In a Wall Street Journal feature opinion essay titled “The Weekend Interview: Rev. John I. Jenkins, Catholicism, Inc., deputy editor Naomi Schaefer Riley provides an illuminating description of her interview with Father Jenkins in anticipation of the Pope’s address to college and university presidents.
It should be noted preliminarily that, as may be evident from the article, Ms. Riley knows a good deal about Notre Dame. She devoted an entire chapter to the University in her well-received book, God on the Quad.
Ms. Riley opens with Father Jenkins’s account of Father Hesburgh’s offer of a teaching position to the young Father Joseph Ratzinger, but she then wonders “whether such an offer would be made today [and] more significantly, whether someone with the Pope’s beliefs about Catholic higher education could accept.”
Noting a “slow drift toward secularism” in Catholic higher education, Ms. Riley writes, “Catholic colleges are on the front lines of a battle for the soul of the church.” She reports that, though Father Jenkins calls Ex Corde Ecclesiae — Pope John Paul II’s Apostolic Constitution on Catholic higher education — a “superb document,” “most Catholic college leaders, including Father Jenkins, have not implemented it to the extent that they expected they would have to.”
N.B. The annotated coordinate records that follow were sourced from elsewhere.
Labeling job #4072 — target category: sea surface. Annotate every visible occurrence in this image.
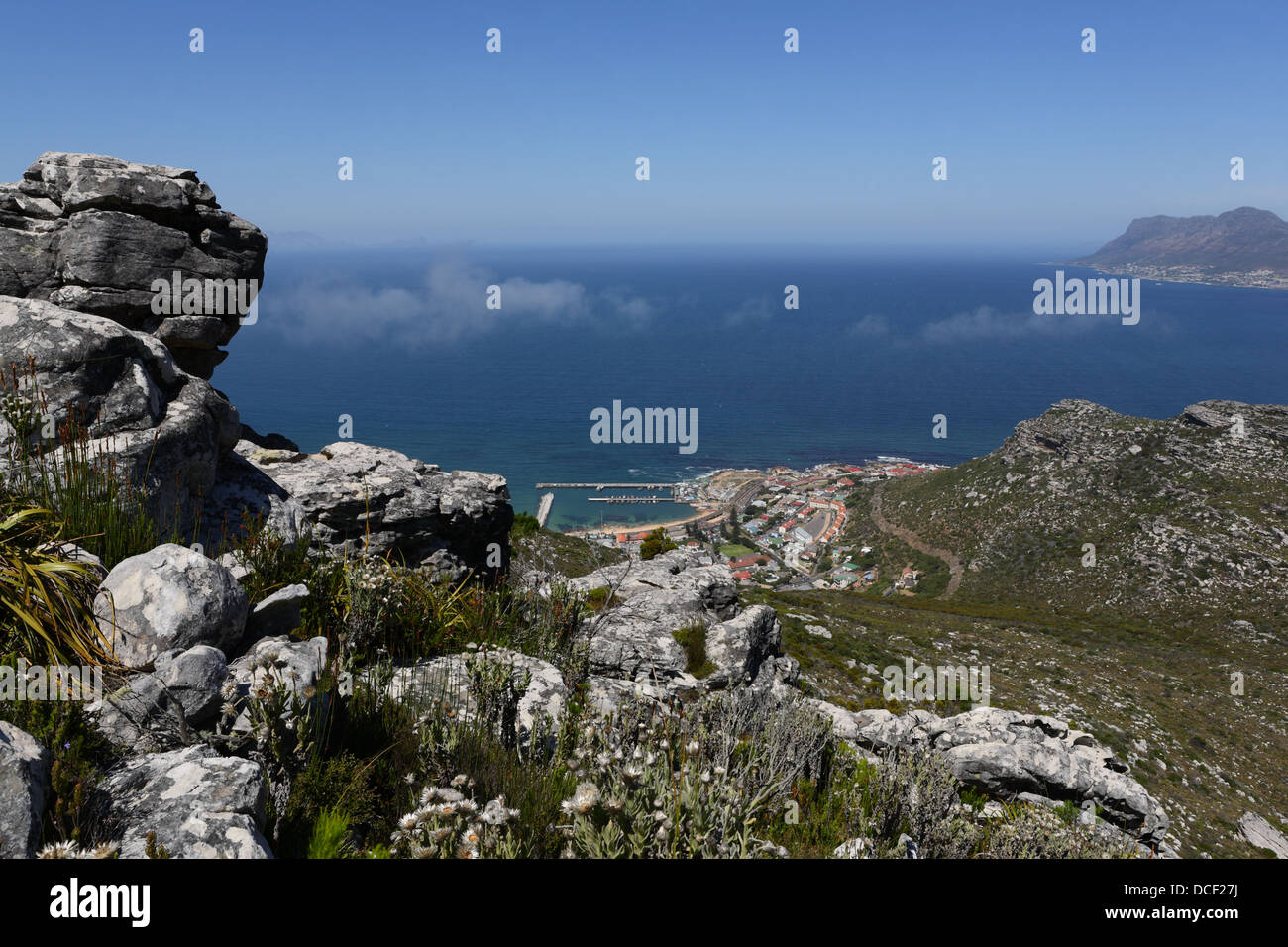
[213,241,1288,528]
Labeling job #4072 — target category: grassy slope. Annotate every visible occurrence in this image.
[757,415,1288,856]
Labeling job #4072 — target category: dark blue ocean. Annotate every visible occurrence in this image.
[214,246,1288,527]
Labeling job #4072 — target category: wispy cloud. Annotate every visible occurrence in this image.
[724,296,773,329]
[262,257,654,347]
[846,312,890,339]
[919,305,1097,344]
Thus, for example, “Father Jenkins can claim total ignorance about which members of his own theology department are approved by the church.”
Again, Ms. Riley reports, “Despite the Vatican’s clear condemnation of liberation theology, a Marxist approach to Christianity, the doctrine is still proudly taught at Notre Dame” — though Father Jenkins says that “the situation is not so clear cut.”
Ms. Riley pays special attention to Father Jenkins’s decision to approve the student on-campus performance of The Vagina Monologues. That decision, she reports, “made headlines;” and while a few other Catholic college presidents have taken the same action, Father Jenkins’s “nod of approval is deeply symbolic.” She notes the student protests and says that “people familiar with the university are not surprised that it was the kids, not the grown-ups, who registered the strongest objection.”
Observing that “only half the faculty is Catholic now,” Ms. Riley offers this bleak conclusion: “The students are probably the most religious part of Notre Dame.”